Clinically, prenatal testing for Down syndrome is relevant when it can allow for abortion of the child.


  1. That’s the crux of the issue, and the only reason any national screening programme is funded by the state.

  2. The whole thing makes me sick to my stomach. I have two sons, my youngest has DS and I refused testing from the 12-14 week CVS to the 20 week amino as I was not going to get rid of him. He is the perfect addition to our family…

  3. If you have the opportunity to prevent a life which will never be able to take for granted what those of us without disabilities do, then why wouldn’t you? DS is associated with serious life-limiting illnesses including leukaemia and cardiac diseases; those with DS rely on others’ consistent advocacy. Look around and witness how the human species regards and treats those who cannot self-advocate, then wonder how you could consciously be responsible for bringing someone into this world who will always rely on others’ kindness.
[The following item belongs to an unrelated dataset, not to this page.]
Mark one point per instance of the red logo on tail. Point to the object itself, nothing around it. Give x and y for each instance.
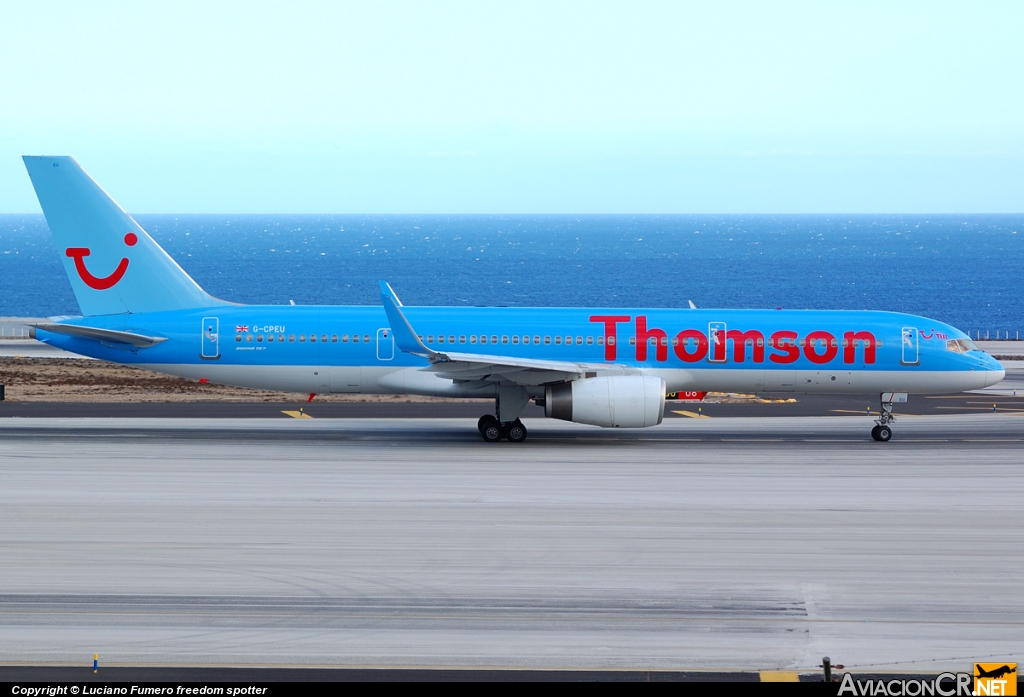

Please research into abuse of the disabled and elderly.

    • The human condition is associated with life-limiting illnesses including leukemia and cardiac disease. We all rely on other’s consistent advocacy and rely on other’s kindness. But even if you are saying that those with DS rely moreso because of developmental delay associated with DS, then by your logic lives should be ended that become disabled. Rather, including, preserving, welcoming those differently abled make us kinder, since they rely on that kindness. And eliminating those who rely on our kindness make us less compassionate and caring.

      That said, do you have a relationship with someone with DS?